参考:https://mp.weixin.qq.com/s/gXffcNzixAiTKSBZcf2sBA
最终效果图:
![](https://img-blog.csdnimg.cn/img_convert/214cc5c415bf7aa2de58259e36056d40.png)
下面全部使用docker部署:
一、部署prometheus
这是一个默认的prometheus配置文件:
[root@localhost prometheus]# cat prometheus.yml
# my global config
global:
scrape_interval: 15s # Set the scrape interval to every 15 seconds. Default is every 1 minute.
evaluation_interval: 15s # Evaluate rules every 15 seconds. The default is every 1 minute.
# scrape_timeout is set to the global default (10s).

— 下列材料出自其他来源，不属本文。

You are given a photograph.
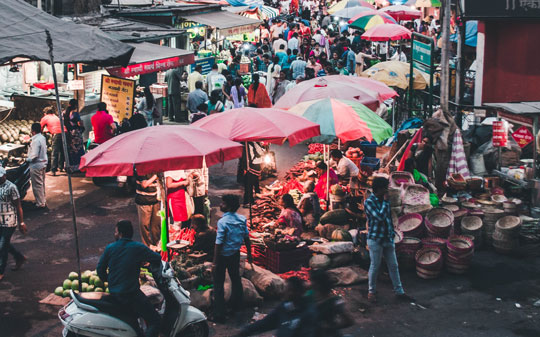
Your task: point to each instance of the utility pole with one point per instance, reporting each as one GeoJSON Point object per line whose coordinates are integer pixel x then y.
{"type": "Point", "coordinates": [445, 56]}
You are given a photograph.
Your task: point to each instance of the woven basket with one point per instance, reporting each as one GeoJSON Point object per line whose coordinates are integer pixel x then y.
{"type": "Point", "coordinates": [471, 224]}
{"type": "Point", "coordinates": [400, 178]}
{"type": "Point", "coordinates": [509, 224]}
{"type": "Point", "coordinates": [439, 222]}
{"type": "Point", "coordinates": [411, 224]}
{"type": "Point", "coordinates": [457, 182]}
{"type": "Point", "coordinates": [439, 243]}
{"type": "Point", "coordinates": [475, 183]}
{"type": "Point", "coordinates": [414, 195]}
{"type": "Point", "coordinates": [448, 200]}
{"type": "Point", "coordinates": [459, 245]}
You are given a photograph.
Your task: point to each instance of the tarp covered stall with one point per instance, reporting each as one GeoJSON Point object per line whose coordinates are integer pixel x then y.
{"type": "Point", "coordinates": [227, 23]}
{"type": "Point", "coordinates": [22, 34]}
{"type": "Point", "coordinates": [148, 58]}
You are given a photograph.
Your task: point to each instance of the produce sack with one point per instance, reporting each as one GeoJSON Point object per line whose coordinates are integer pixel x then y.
{"type": "Point", "coordinates": [319, 261]}
{"type": "Point", "coordinates": [337, 217]}
{"type": "Point", "coordinates": [345, 276]}
{"type": "Point", "coordinates": [267, 283]}
{"type": "Point", "coordinates": [333, 248]}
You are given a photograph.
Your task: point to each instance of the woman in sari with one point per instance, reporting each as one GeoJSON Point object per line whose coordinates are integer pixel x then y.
{"type": "Point", "coordinates": [75, 128]}
{"type": "Point", "coordinates": [257, 94]}
{"type": "Point", "coordinates": [320, 188]}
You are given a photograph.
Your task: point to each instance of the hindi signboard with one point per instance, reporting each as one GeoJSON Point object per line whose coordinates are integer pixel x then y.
{"type": "Point", "coordinates": [118, 94]}
{"type": "Point", "coordinates": [523, 136]}
{"type": "Point", "coordinates": [499, 134]}
{"type": "Point", "coordinates": [485, 9]}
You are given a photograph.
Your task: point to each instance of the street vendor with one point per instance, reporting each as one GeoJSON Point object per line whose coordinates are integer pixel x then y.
{"type": "Point", "coordinates": [205, 236]}
{"type": "Point", "coordinates": [177, 197]}
{"type": "Point", "coordinates": [346, 168]}
{"type": "Point", "coordinates": [421, 158]}
{"type": "Point", "coordinates": [309, 205]}
{"type": "Point", "coordinates": [290, 216]}
{"type": "Point", "coordinates": [320, 187]}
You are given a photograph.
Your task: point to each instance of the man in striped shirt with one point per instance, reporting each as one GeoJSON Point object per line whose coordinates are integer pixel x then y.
{"type": "Point", "coordinates": [380, 239]}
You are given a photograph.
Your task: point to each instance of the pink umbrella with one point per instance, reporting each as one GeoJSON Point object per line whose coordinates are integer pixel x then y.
{"type": "Point", "coordinates": [255, 125]}
{"type": "Point", "coordinates": [386, 33]}
{"type": "Point", "coordinates": [384, 91]}
{"type": "Point", "coordinates": [158, 149]}
{"type": "Point", "coordinates": [400, 12]}
{"type": "Point", "coordinates": [334, 87]}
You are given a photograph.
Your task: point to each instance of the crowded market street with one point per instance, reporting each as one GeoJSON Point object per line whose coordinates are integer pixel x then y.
{"type": "Point", "coordinates": [288, 168]}
{"type": "Point", "coordinates": [483, 303]}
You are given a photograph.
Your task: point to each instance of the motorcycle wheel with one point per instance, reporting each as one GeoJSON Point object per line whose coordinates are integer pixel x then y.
{"type": "Point", "coordinates": [195, 330]}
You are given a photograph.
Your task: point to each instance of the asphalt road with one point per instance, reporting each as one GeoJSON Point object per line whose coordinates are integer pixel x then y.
{"type": "Point", "coordinates": [495, 298]}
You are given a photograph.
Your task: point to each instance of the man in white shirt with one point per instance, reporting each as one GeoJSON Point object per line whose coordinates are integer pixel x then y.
{"type": "Point", "coordinates": [277, 43]}
{"type": "Point", "coordinates": [195, 77]}
{"type": "Point", "coordinates": [37, 158]}
{"type": "Point", "coordinates": [214, 79]}
{"type": "Point", "coordinates": [346, 168]}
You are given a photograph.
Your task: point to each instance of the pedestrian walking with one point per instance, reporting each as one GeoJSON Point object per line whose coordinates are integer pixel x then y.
{"type": "Point", "coordinates": [11, 218]}
{"type": "Point", "coordinates": [37, 159]}
{"type": "Point", "coordinates": [380, 239]}
{"type": "Point", "coordinates": [232, 233]}
{"type": "Point", "coordinates": [148, 206]}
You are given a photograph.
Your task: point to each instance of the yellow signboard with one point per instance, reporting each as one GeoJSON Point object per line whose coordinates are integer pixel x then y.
{"type": "Point", "coordinates": [118, 94]}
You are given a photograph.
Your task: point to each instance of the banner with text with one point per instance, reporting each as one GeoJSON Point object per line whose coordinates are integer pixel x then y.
{"type": "Point", "coordinates": [118, 94]}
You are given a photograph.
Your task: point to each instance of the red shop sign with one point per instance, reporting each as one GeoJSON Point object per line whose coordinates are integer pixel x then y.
{"type": "Point", "coordinates": [152, 66]}
{"type": "Point", "coordinates": [523, 136]}
{"type": "Point", "coordinates": [499, 134]}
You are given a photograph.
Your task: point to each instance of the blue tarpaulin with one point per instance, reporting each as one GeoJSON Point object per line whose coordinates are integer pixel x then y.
{"type": "Point", "coordinates": [471, 34]}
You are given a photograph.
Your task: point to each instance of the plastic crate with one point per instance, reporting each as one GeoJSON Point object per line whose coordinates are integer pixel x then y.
{"type": "Point", "coordinates": [371, 162]}
{"type": "Point", "coordinates": [369, 149]}
{"type": "Point", "coordinates": [280, 262]}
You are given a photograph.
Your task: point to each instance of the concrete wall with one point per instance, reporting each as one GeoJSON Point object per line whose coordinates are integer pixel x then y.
{"type": "Point", "coordinates": [511, 70]}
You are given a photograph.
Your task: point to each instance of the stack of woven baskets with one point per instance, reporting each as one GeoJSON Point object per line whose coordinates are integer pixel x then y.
{"type": "Point", "coordinates": [429, 262]}
{"type": "Point", "coordinates": [506, 234]}
{"type": "Point", "coordinates": [459, 255]}
{"type": "Point", "coordinates": [406, 252]}
{"type": "Point", "coordinates": [439, 222]}
{"type": "Point", "coordinates": [491, 216]}
{"type": "Point", "coordinates": [472, 226]}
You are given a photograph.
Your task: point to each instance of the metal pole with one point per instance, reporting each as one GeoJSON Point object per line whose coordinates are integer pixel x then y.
{"type": "Point", "coordinates": [66, 156]}
{"type": "Point", "coordinates": [445, 57]}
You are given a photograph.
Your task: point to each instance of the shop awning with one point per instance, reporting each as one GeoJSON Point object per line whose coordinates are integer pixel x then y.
{"type": "Point", "coordinates": [227, 23]}
{"type": "Point", "coordinates": [148, 58]}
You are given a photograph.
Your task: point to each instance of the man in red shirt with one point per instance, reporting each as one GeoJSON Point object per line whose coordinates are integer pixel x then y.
{"type": "Point", "coordinates": [103, 124]}
{"type": "Point", "coordinates": [51, 123]}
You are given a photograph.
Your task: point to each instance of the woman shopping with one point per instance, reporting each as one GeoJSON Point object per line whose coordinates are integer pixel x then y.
{"type": "Point", "coordinates": [290, 216]}
{"type": "Point", "coordinates": [146, 106]}
{"type": "Point", "coordinates": [179, 202]}
{"type": "Point", "coordinates": [257, 94]}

# Alertmanager configuration
alerting:
alertmanagers:
- static_configs:
- targets:
# - alertmanager:9093
# Load rules once and periodically evaluate them according to the global 'evaluation_interval'.
rule_files:
# - "first_rules.yml"
# - "second_rules.yml"
# A scrape configuration containing exactly one endpoint to scrape:
# Here it's Prometheus itself.
scrape_configs:
# The job name is added as a label `job=<job_name>` to any timeseries scraped from this config.
- job_name: 'prometheus'
# metrics_path defaults to '/metrics'
# scheme defaults to 'http'.
static_configs:
- targets: ['localhost:9090']
[root@localhost prometheus]# docker run -d --name prometheus -p 9090:9090 -v ${PWD}:/etc/prometheus prom/prometheus:v2.25.0
网页访问9090测试
![](https://img-blog.csdnimg.cn/img_convert/88f4828b29787094e7368e5ccd799623.png)
二、部署grafana
[root@localhost ~]# docker run -d --name=grafana -p 3000:3000 grafana/grafana:7.2.2
访问3000端口,并配置prometheus数据源
![](https://img-blog.csdnimg.cn/img_convert/2da8162041d652024cc1cb50c6c75e18.png)
三、部署blackbox-exporter
Blackbox_exporter是prometheus官方的组件,github地址: https://github.com/prometheus/blackbox_exporter
配置文件使用官方默认的,更多配置可以参考官方example.yml:
[root@localhost blackbox-exporter]# cat blackbox.yml
modules:
http_2xx: # http 检测模块 Blockbox-Exporter 中所有的探针均是以 Module 的信息进行配置
prober: http
timeout: 10s
http:
valid_http_versions: ["HTTP/1.1", "HTTP/2"]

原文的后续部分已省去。